Chris Martin is the perfect comedian to go to on a date. No part of his material is too offensive, but neither is it dull. A clever and confident observational comic, he is consistently on form. He opens with jokes about Auckland’s quantity of sushi stores and things with manuka honey in them, and continues to do a series of jokes about the difficulties of living with a girlfriend. These might sound like jokes you’ve heard before, but Martin’s charming originality guarantees that his ‘Responsibilliness’ at Q Theatre will be a great night out.

Markus Birdman is back. The person to my left has seen his solo show earlier in the evening, and apparently a decent chunk of his LATE & LIVE performance covers the same material. “See their solo show, or see them at LATE & LIVE, but don’t do both,” he tells me. Birdman is a tattooed father with 1950s hair and a hole in his heart.

He opens his set with the sort of bad-taste joke one expects from late-night, and becomes the first comedian to take up the challenge of encouraging the audience to relax. He is more controversial than Martin or Robins, and is performing earlier than Marx, and as a result he struggles with the audience more than any other comedian. I might not follow my companion’s advice. I think I will go to see Birdman perform with an audience specifically gathered for him at ‘Happily Ever After’, on at the Classic from the 26th of April to the 3rd of May.

John Robins is the most English of the four English comedians. While Birdman has a nervous British tone adopted to match his hair, Robins is steeped in a contemporary English-ness. He apologises for putting all of his eggs in one basket, hoping we still laugh at his telling a story that involves panel-show culture and the Only Way is Essex, despite being from a place with neither of those things. He needn’t have worried. Robins is self-deprecating without any tinge of self-pity or self-righteousness, and the way he brags about shagging different women on “an almost bi-tri-annual basis” is infinitely relatable, and determinedly charming.

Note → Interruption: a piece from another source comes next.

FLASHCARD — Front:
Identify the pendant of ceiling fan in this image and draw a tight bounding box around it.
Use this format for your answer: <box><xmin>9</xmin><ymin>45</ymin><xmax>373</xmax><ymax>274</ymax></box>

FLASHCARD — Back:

Standing up for women who shouldn’t be expected to vajazzle their vajayjays allows him to use a variety of words for the female nether regions, while also railing against the sort of men who are apparently growing bored with ordinary, non-glittery vaginas. It is angry on the surface, while always affirming and positive. Robins is a crowd-favourite for good reason and is another reason the Big Show at the Comedy Chamber is a very tempting, if slightly expensive, ticket. 

Carey Marx finishes the night, and it’s a good thing he does. If he’d been on earlier then his performance would have been half as long. He sounds like a race-horse commentator, with an inflection on the punchline followed by a slow grin. The well-rehearsed material that he rattles off at the start of his set guarantees success; you barely need to listen to the words to find the confidence of his delivery entertaining and funny. He skilfully turns the audience against those who were prudish in earlier acts. “People are afraid of taboos, they’re not respecting them at all,” he says at one point. “I don’t like being protected from language and thought, because I like language and thought.”

One joke that I can’t repeat in print, about paraplegia and rude words, sums up Carey Marx’s performance in its entirety: slightly arrogant, potentially immoral, but well-rehearsed and tremendously clever. If that’s what you’re looking for, catch Marx with ‘Intensive Carey’ at the Classic from the 5th to the 17th of May.